August is proving to be hotter than July and I am wishing that I had an outside kitchen like all sensible Spanish people do.  Even though my indoor one is in the shade in the afternoons, the tiles on the roof ensure that it is like a big oven!  And I have 7 people to cook for tonight.  Never mind, a swim and a glass of tinto verano (summer wine a little like sangria) at the end of it is keeping me going.

I am starting with classic caesar salad or home made hummus and am making a typically spanish chicken summer casserole to follow – Basque Chicken – it is surprisingly light and if you omit the chorizo, quite low in calories.

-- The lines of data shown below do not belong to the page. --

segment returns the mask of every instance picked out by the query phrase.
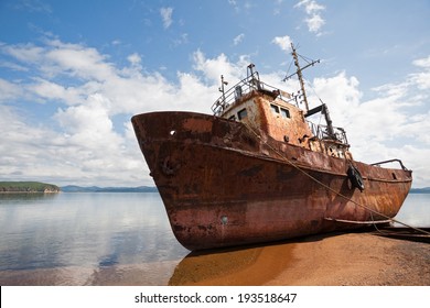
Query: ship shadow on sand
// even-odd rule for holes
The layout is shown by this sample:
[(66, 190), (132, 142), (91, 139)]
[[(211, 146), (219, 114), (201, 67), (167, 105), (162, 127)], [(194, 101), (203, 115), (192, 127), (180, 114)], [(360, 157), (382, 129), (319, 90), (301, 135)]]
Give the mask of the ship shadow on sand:
[[(353, 232), (368, 231), (369, 229), (362, 229)], [(345, 232), (331, 232), (271, 243), (191, 252), (176, 265), (169, 285), (265, 285), (298, 262), (294, 256), (294, 249), (298, 245), (323, 241), (341, 234), (345, 234)]]

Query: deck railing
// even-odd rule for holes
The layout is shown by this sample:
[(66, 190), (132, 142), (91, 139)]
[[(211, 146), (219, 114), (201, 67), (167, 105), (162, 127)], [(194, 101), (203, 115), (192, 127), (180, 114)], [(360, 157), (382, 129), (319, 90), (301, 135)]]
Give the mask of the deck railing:
[(226, 92), (223, 92), (211, 109), (215, 116), (219, 117), (232, 103), (251, 91), (271, 92), (284, 101), (291, 100), (291, 97), (284, 91), (260, 81), (258, 72), (254, 72), (248, 77), (241, 79), (235, 86), (229, 88)]

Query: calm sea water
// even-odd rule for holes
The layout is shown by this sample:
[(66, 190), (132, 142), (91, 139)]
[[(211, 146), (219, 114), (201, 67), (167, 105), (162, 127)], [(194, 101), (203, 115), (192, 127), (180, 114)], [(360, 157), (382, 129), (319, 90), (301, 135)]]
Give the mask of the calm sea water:
[[(397, 219), (430, 227), (430, 195), (409, 195)], [(159, 194), (0, 194), (0, 285), (103, 284), (118, 275), (166, 284), (190, 253), (176, 242)]]

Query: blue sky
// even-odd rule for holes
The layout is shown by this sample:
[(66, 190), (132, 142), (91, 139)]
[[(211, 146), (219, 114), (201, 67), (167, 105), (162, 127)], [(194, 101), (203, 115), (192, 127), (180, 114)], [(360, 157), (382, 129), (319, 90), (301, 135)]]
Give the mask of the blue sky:
[(0, 1), (0, 179), (153, 185), (130, 117), (211, 112), (256, 64), (288, 91), (289, 43), (357, 161), (430, 186), (430, 1)]

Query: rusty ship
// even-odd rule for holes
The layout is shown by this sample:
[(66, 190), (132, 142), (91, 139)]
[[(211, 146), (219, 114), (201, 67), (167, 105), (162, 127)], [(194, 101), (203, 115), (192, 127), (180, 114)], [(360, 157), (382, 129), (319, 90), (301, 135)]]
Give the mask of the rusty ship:
[[(327, 106), (309, 109), (302, 70), (315, 62), (300, 67), (291, 47), (299, 95), (265, 84), (251, 64), (247, 77), (228, 90), (222, 76), (213, 114), (132, 117), (172, 231), (184, 248), (386, 224), (407, 197), (412, 172), (400, 160), (355, 161)], [(308, 120), (316, 113), (324, 124)]]

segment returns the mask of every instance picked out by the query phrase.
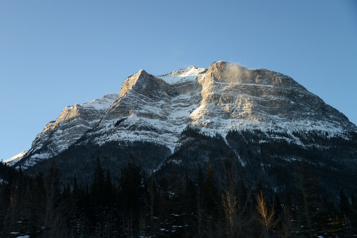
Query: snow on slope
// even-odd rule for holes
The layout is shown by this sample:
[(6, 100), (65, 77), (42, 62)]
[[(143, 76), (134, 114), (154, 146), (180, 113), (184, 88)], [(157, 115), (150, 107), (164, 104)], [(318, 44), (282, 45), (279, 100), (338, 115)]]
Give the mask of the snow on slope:
[(24, 166), (55, 155), (85, 134), (100, 145), (144, 140), (173, 151), (189, 124), (223, 138), (230, 130), (245, 129), (333, 134), (356, 129), (337, 110), (276, 72), (224, 61), (207, 69), (190, 66), (162, 76), (140, 70), (125, 79), (120, 94), (65, 108), (36, 136)]
[(2, 162), (7, 164), (8, 165), (11, 166), (22, 159), (28, 152), (28, 150), (25, 150)]
[(180, 81), (195, 80), (197, 78), (197, 75), (204, 70), (204, 68), (198, 68), (192, 66), (186, 68), (175, 70), (167, 75), (159, 76), (158, 78), (168, 83), (176, 83)]

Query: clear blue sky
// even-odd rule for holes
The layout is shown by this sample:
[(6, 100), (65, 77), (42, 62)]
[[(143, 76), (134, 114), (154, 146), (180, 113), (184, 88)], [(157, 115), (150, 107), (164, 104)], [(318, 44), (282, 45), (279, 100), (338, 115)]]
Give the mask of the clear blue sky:
[(356, 56), (354, 0), (2, 1), (0, 159), (141, 68), (218, 60), (288, 75), (356, 124)]

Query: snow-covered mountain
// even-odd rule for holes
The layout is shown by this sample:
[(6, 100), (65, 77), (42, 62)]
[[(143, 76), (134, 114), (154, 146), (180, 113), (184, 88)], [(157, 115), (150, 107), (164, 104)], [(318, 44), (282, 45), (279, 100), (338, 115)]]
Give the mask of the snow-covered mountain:
[(10, 164), (27, 168), (89, 141), (144, 140), (173, 152), (187, 125), (223, 138), (245, 129), (286, 133), (291, 138), (284, 139), (297, 144), (292, 131), (338, 135), (357, 130), (343, 114), (291, 78), (219, 61), (208, 69), (191, 66), (158, 76), (141, 69), (125, 80), (120, 93), (65, 107), (28, 152)]
[(19, 153), (15, 156), (13, 156), (11, 158), (3, 161), (4, 163), (6, 163), (8, 165), (12, 166), (15, 164), (17, 162), (24, 157), (26, 154), (29, 152), (28, 150), (25, 150)]

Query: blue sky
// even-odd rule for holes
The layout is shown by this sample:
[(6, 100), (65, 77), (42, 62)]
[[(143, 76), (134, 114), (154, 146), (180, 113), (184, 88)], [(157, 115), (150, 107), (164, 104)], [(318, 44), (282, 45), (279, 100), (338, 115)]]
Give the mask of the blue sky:
[(225, 60), (292, 77), (357, 124), (357, 1), (0, 1), (0, 159), (142, 68)]

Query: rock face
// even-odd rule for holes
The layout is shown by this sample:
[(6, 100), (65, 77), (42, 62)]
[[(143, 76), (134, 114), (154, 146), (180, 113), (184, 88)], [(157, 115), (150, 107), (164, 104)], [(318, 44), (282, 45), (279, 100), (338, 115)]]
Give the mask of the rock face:
[(291, 78), (220, 61), (208, 69), (191, 66), (160, 76), (140, 70), (125, 79), (120, 93), (66, 107), (16, 164), (28, 167), (89, 141), (144, 140), (173, 152), (187, 125), (223, 138), (246, 129), (284, 132), (298, 144), (292, 131), (338, 135), (357, 130), (343, 114)]

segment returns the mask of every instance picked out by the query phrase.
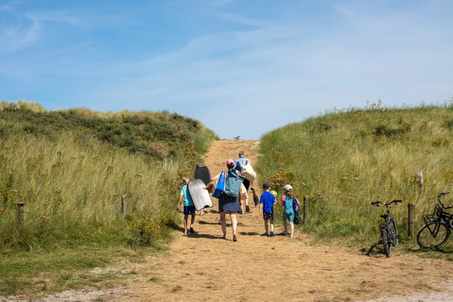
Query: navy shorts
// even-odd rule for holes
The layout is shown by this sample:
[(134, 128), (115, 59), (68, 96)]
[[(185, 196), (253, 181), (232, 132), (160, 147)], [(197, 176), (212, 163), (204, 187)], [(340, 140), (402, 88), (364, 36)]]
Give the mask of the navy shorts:
[(185, 205), (184, 206), (184, 215), (189, 215), (190, 214), (195, 214), (196, 211), (194, 205)]
[(263, 218), (264, 220), (274, 220), (274, 212), (263, 212)]

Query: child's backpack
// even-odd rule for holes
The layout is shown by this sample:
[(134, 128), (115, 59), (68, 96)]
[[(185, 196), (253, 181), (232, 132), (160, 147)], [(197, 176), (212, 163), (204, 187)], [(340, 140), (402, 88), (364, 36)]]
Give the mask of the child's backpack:
[(294, 196), (292, 202), (292, 209), (294, 210), (294, 223), (295, 224), (299, 224), (302, 222), (300, 220), (300, 210), (297, 201), (297, 199)]
[(239, 172), (235, 169), (226, 172), (226, 180), (225, 182), (225, 191), (223, 193), (233, 197), (239, 196), (241, 184), (245, 177), (239, 175)]

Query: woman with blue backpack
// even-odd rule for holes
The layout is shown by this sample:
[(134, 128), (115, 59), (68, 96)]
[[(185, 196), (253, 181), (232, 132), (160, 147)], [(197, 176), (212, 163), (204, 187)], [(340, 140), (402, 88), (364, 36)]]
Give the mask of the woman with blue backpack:
[[(233, 229), (233, 241), (238, 241), (237, 238), (237, 226), (238, 220), (236, 213), (242, 213), (241, 208), (242, 204), (241, 196), (242, 189), (241, 185), (245, 179), (241, 175), (241, 172), (235, 170), (235, 162), (233, 160), (226, 161), (227, 171), (223, 171), (214, 176), (212, 180), (219, 180), (219, 182), (224, 182), (224, 189), (218, 198), (218, 211), (220, 213), (220, 225), (222, 232), (223, 233), (222, 238), (228, 240), (226, 238), (226, 212), (230, 213), (231, 219), (231, 227)], [(215, 192), (213, 194), (215, 196)]]

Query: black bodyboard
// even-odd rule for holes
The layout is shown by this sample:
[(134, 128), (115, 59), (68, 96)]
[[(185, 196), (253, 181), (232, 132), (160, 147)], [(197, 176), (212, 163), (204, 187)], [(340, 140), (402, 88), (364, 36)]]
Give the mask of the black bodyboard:
[(195, 169), (195, 179), (201, 179), (204, 183), (205, 185), (207, 185), (211, 182), (211, 172), (207, 167), (197, 167)]

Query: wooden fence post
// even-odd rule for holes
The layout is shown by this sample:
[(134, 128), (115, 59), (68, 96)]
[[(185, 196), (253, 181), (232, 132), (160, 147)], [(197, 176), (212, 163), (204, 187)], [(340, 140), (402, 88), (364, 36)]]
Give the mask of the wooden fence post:
[(126, 194), (121, 195), (121, 214), (123, 216), (126, 216)]
[(421, 188), (423, 186), (423, 171), (420, 169), (417, 173), (418, 174), (418, 186)]
[(24, 206), (26, 202), (16, 202), (17, 205), (17, 222), (19, 228), (24, 226)]
[(412, 202), (407, 205), (407, 236), (414, 238), (414, 204)]
[(308, 220), (308, 195), (304, 195), (304, 223)]

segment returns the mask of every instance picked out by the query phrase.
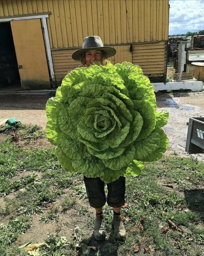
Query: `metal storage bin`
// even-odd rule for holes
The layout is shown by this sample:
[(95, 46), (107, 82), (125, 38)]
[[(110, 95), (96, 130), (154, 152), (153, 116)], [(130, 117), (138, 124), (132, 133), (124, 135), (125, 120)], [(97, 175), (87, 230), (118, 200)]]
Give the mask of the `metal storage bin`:
[(189, 154), (204, 153), (204, 117), (191, 117), (186, 125), (185, 151)]

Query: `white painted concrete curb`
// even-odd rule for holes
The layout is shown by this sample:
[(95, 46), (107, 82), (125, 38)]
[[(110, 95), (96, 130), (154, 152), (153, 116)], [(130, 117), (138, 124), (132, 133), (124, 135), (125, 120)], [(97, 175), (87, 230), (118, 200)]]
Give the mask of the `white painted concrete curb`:
[(191, 90), (193, 92), (200, 92), (203, 90), (202, 82), (200, 81), (174, 82), (167, 83), (153, 83), (155, 92), (164, 90), (179, 90), (180, 89)]

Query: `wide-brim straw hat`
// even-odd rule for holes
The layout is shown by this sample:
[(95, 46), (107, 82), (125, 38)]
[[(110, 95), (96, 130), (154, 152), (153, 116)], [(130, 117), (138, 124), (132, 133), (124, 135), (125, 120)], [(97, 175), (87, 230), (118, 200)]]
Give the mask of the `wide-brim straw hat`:
[(117, 52), (116, 49), (114, 47), (104, 46), (101, 39), (99, 36), (88, 36), (84, 38), (82, 48), (73, 52), (72, 57), (75, 61), (81, 61), (84, 52), (94, 50), (104, 51), (106, 53), (107, 58), (113, 56)]

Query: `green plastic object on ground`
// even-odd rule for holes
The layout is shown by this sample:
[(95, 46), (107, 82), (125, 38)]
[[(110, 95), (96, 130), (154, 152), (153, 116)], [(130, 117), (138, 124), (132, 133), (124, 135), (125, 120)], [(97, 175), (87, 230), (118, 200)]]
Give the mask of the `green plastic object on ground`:
[(19, 124), (20, 123), (21, 123), (21, 122), (20, 121), (17, 120), (14, 117), (11, 117), (11, 118), (8, 119), (6, 122), (6, 126), (7, 126), (8, 125), (14, 126), (17, 124)]

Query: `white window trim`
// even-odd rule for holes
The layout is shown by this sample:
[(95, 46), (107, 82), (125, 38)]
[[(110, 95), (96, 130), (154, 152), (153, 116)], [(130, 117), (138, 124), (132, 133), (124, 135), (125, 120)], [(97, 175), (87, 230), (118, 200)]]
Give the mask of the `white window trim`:
[(33, 15), (30, 16), (23, 16), (18, 17), (11, 17), (9, 18), (0, 19), (0, 22), (7, 22), (13, 21), (20, 21), (23, 20), (31, 20), (33, 19), (42, 19), (43, 26), (44, 28), (44, 32), (45, 37), (45, 43), (47, 52), (48, 61), (49, 65), (50, 75), (53, 82), (53, 86), (55, 87), (55, 73), (54, 71), (53, 60), (52, 58), (50, 45), (49, 44), (49, 40), (48, 35), (48, 31), (47, 25), (46, 18), (48, 18), (49, 16), (48, 14), (41, 14), (39, 15)]

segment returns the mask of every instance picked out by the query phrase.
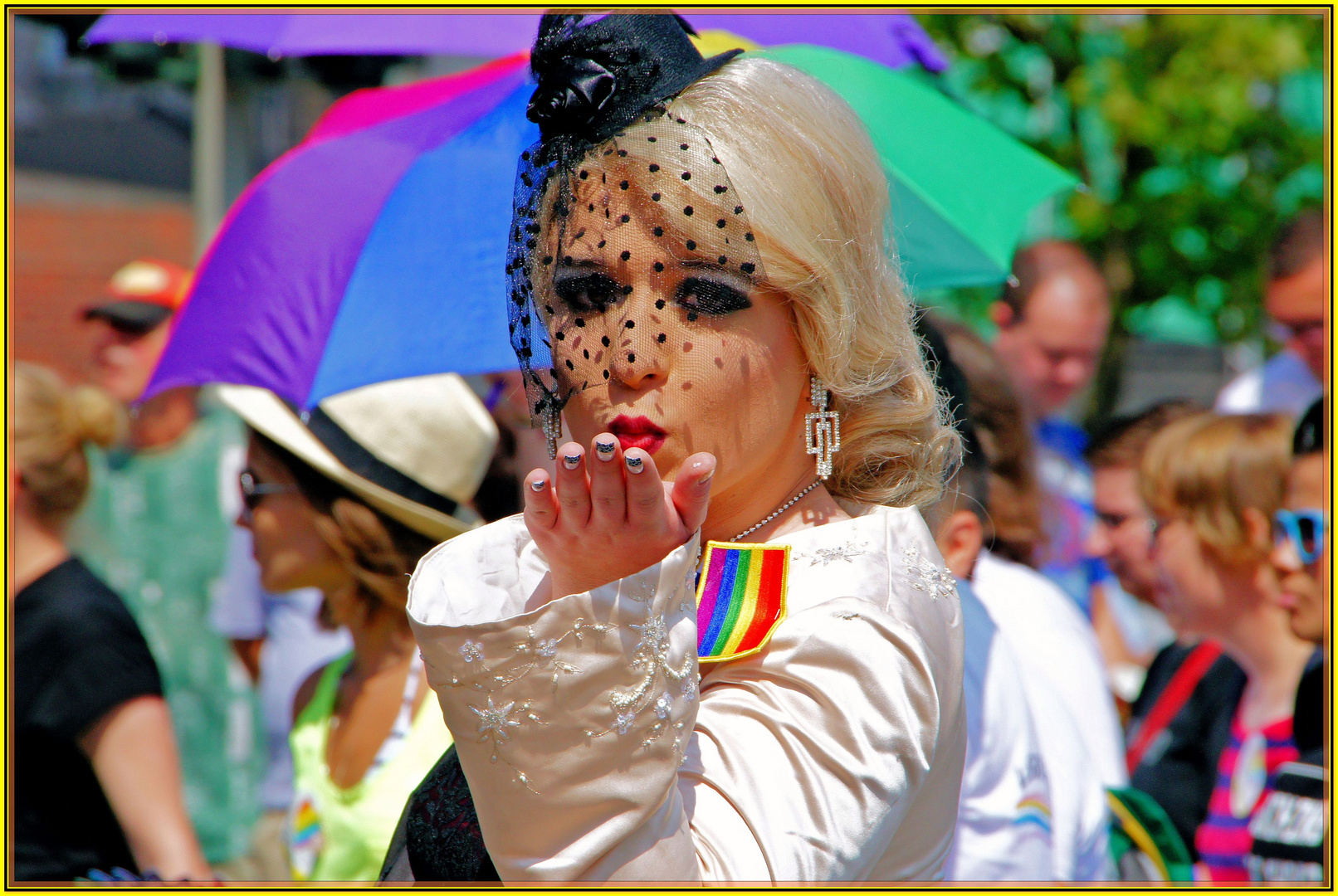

Here’s how to make it for four people.

1 chicken – whatever size you like (a large one would do for 6)

1 large spanish onion

2 red peppers

A handleful of sundried tomatoes drained

2 or 3 garlic cloves

A decent sized chorizo sausage either cooked or uncooked, whatever you can get skinned and sliced into pieces

Brown rice, a couple of cups will do and makes a nice natural thickener for the sauce

A generous half pint of chicken stock – by that I mean nearer a pint – I like plenty of juice!

A great big glass or two of white wine – we can get it in cartons here for twopence halfpenny, but plonk will do as long as it is dry

A blob of tomato puree

Half a teaspoon of paprika picante not dulce- I use one to make it spicier

A cup of black pitted olives

A large orange cut into eighths

Salt and pepper

A scattering of herbs – any fresh will do

Cut the chicken into 8 or 10 pieces depending on the size of it and season well.

Slice the peppers and onions, they don’t need to be fine

Brown the chicken in a little olive oil until brown and then drain them on kitchen paper. Then add a little more oil  and cook the onions and peppers for a couple of minutes.  Then add the chorizo, garlic and and sun dried tomatoes.  Give it all a good stir before adding the rice.  Add the stock, wine, tomato puree and paprika and bring it all up to a simmer.  Sprinkle on the herbs, olives and orange pieces and cover with a lid and cook very gently for around an hour, a little more won’t hurt.  Then just taste and add more seasoning and dish up with some lovely crusty bread and a glass of rioja.

Mine is simmering away so I have an hour to myself – hurrah!

3 Responses to “Basque Chicken”

  1. Kim Horrod August 11, 2010 at 4:01 pm #

    Nice One!

  2. Carol Parkin September 19, 2010 at 11:08 am #

    Fed 6 people with this last night, went down a storm, thanks a lot!!

    • Gail Harris September 26, 2010 at 12:31 pm #

      great – glad you liked it – it is delicious isn’t it?